The Dorothea Rockburne Reading Room, located in the same gallery, is the latest in a series of reading rooms developed as part of QMA’s collaboration with the Queens Library. The Reading Room provides reference materials on subjects that inform the mural and how they relate to each other and to Queens residents. Some of the subjects included are astronomy, mural-making, and Colin Powell. The Reading Room also features a short documentary on the project by Ed Howard of the Checkerboard Film Foundation.
For the past 30 years, the third largest foreign-born population in New York City has been from Jamaica. Almost a fourth of the total Jamaican community lives in Queens, making the Queens Museum of Art a fitting location for the execution, interpretation, and unveiling of Rockburne’s artwork. This is a unique opportunity both to learn about how one artist works and to delve into the immigrant heritage of a widely admired American.

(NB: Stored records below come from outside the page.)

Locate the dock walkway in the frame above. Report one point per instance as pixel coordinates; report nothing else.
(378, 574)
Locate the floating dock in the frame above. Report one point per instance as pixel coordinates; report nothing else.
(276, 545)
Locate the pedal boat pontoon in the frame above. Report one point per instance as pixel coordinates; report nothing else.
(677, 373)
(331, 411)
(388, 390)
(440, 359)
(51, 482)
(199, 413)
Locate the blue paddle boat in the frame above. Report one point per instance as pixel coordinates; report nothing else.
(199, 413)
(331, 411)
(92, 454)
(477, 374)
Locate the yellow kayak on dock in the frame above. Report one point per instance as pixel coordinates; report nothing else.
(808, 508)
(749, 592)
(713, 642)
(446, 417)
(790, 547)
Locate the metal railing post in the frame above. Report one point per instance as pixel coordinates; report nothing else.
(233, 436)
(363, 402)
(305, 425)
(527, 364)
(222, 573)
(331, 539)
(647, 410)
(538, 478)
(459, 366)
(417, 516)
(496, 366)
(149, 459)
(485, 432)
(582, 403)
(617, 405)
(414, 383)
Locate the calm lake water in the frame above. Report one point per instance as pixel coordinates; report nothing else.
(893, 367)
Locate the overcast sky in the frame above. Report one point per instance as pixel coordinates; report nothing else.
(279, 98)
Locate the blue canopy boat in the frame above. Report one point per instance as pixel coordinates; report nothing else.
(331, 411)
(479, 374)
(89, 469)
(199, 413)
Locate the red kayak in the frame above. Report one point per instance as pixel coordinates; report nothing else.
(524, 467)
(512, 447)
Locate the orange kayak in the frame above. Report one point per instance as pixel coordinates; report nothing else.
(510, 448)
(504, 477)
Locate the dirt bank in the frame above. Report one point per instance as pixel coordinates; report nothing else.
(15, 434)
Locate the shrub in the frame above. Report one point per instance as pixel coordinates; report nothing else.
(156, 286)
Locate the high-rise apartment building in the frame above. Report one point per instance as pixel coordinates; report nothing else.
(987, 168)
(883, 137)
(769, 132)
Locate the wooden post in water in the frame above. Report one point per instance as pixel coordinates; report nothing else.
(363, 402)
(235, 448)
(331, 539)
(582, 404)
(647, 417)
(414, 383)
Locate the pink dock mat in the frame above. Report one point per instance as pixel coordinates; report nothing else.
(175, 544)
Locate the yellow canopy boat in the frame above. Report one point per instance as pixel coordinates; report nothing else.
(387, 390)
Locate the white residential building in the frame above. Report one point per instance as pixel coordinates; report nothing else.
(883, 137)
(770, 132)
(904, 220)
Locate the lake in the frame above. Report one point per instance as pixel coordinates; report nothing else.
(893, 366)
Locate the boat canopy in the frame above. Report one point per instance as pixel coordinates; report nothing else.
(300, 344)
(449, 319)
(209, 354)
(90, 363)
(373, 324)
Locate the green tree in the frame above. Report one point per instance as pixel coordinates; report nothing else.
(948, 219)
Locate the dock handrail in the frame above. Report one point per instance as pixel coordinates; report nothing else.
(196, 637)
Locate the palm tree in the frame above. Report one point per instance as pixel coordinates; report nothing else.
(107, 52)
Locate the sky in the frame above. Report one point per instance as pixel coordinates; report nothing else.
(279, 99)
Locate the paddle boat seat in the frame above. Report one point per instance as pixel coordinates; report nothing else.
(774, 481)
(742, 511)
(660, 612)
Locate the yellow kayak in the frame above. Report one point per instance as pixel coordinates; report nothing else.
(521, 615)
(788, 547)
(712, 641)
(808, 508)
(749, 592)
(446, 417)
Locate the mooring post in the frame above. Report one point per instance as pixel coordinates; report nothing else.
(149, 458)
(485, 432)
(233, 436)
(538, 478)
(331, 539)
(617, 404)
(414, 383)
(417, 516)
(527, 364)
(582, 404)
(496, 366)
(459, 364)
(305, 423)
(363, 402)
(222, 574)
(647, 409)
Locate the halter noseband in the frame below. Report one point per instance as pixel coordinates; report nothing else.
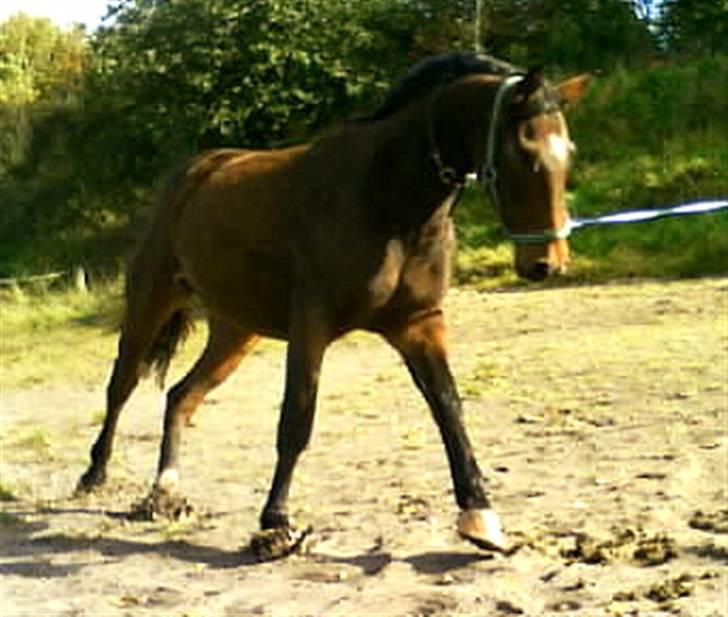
(489, 171)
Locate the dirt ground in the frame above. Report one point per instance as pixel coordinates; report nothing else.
(599, 415)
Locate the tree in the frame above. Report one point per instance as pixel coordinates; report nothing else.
(695, 26)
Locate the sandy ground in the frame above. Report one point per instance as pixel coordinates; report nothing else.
(599, 415)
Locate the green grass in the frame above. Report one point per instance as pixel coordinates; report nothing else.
(47, 333)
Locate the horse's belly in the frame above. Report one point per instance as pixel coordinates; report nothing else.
(249, 289)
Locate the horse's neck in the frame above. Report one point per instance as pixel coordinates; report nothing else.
(405, 173)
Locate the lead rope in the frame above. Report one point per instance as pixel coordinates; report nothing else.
(651, 214)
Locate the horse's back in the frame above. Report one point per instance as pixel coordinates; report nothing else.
(230, 233)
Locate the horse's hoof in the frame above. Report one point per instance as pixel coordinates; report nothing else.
(483, 528)
(278, 542)
(161, 503)
(89, 481)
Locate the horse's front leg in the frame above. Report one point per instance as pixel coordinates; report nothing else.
(422, 345)
(307, 343)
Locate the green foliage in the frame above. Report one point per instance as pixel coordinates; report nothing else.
(569, 34)
(88, 125)
(695, 26)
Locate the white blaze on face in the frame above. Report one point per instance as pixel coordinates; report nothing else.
(557, 148)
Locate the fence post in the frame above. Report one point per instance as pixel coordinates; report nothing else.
(80, 280)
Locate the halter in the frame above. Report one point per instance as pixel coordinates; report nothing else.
(489, 172)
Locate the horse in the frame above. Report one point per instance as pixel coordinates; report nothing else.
(351, 231)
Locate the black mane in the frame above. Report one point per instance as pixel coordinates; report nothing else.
(435, 72)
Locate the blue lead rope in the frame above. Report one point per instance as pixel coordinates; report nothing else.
(638, 216)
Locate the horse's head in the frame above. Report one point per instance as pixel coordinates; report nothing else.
(526, 162)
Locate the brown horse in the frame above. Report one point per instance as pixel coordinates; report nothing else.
(351, 231)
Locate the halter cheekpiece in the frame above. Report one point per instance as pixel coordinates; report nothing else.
(488, 172)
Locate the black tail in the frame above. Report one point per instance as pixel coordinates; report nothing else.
(168, 339)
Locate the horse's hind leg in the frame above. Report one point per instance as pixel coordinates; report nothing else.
(226, 347)
(141, 325)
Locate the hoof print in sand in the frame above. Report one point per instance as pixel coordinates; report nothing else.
(713, 522)
(279, 542)
(625, 545)
(160, 503)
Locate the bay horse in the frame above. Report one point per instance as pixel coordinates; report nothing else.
(351, 231)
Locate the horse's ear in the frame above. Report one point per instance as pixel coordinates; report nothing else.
(572, 90)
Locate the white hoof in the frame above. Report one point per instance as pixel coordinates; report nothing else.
(482, 528)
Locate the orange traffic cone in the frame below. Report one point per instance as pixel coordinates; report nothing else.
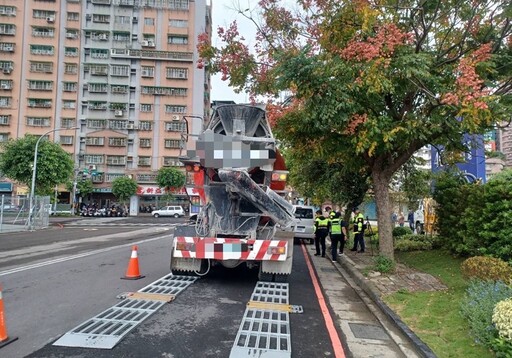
(132, 273)
(4, 339)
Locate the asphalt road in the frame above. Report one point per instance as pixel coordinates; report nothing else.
(58, 278)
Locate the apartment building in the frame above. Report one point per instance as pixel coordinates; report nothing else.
(120, 74)
(504, 143)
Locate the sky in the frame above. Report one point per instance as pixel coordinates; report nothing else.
(222, 15)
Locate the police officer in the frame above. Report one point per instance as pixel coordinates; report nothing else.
(322, 227)
(338, 234)
(358, 231)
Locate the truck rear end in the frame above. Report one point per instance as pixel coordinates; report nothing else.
(240, 177)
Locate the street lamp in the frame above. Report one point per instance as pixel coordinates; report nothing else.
(34, 170)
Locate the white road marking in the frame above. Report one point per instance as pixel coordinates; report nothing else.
(78, 256)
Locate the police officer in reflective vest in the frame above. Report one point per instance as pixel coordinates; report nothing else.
(322, 227)
(358, 231)
(338, 235)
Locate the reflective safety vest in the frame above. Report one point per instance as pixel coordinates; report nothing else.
(336, 226)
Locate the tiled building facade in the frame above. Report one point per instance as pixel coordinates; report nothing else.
(122, 72)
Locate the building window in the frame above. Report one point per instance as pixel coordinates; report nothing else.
(146, 178)
(104, 19)
(164, 91)
(144, 161)
(146, 107)
(147, 71)
(178, 23)
(116, 160)
(97, 123)
(98, 87)
(41, 67)
(40, 85)
(97, 70)
(7, 46)
(7, 29)
(70, 68)
(5, 119)
(99, 53)
(119, 70)
(95, 141)
(175, 127)
(70, 51)
(178, 4)
(68, 104)
(172, 143)
(117, 142)
(97, 105)
(177, 40)
(66, 140)
(5, 102)
(67, 122)
(145, 142)
(41, 50)
(69, 86)
(170, 108)
(94, 159)
(39, 103)
(145, 125)
(38, 121)
(176, 73)
(117, 124)
(172, 162)
(43, 31)
(7, 11)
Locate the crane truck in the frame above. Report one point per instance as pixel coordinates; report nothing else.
(240, 177)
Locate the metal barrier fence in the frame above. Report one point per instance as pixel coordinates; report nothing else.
(14, 213)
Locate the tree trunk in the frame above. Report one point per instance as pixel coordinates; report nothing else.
(381, 191)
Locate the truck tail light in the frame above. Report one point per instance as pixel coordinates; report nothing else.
(276, 250)
(185, 246)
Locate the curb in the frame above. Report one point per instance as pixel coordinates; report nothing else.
(369, 288)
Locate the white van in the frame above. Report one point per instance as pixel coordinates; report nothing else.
(305, 222)
(176, 211)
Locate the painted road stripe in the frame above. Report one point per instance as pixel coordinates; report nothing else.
(329, 323)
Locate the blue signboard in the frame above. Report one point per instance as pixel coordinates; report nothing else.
(474, 157)
(5, 187)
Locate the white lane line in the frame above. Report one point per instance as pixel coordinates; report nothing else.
(78, 256)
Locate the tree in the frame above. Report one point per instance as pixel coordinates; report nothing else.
(54, 165)
(169, 178)
(374, 82)
(124, 188)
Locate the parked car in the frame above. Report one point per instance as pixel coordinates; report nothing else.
(176, 211)
(305, 222)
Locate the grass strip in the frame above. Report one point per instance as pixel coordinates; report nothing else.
(435, 316)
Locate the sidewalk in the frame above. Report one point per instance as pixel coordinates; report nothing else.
(377, 285)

The Foundation for Art and Preservation in Embassies (FAPE) is the leading non-profit organization dedicated to enhancing the United States’ image abroad through American art. Founded as a public-private, non-partisan partnership in 1986, FAPE works with the U.S. Department of State to exhibit fine art in U.S. embassies around the world. FAPE’s donations include works by more than 145 preeminent American artists placed in over 70 countries.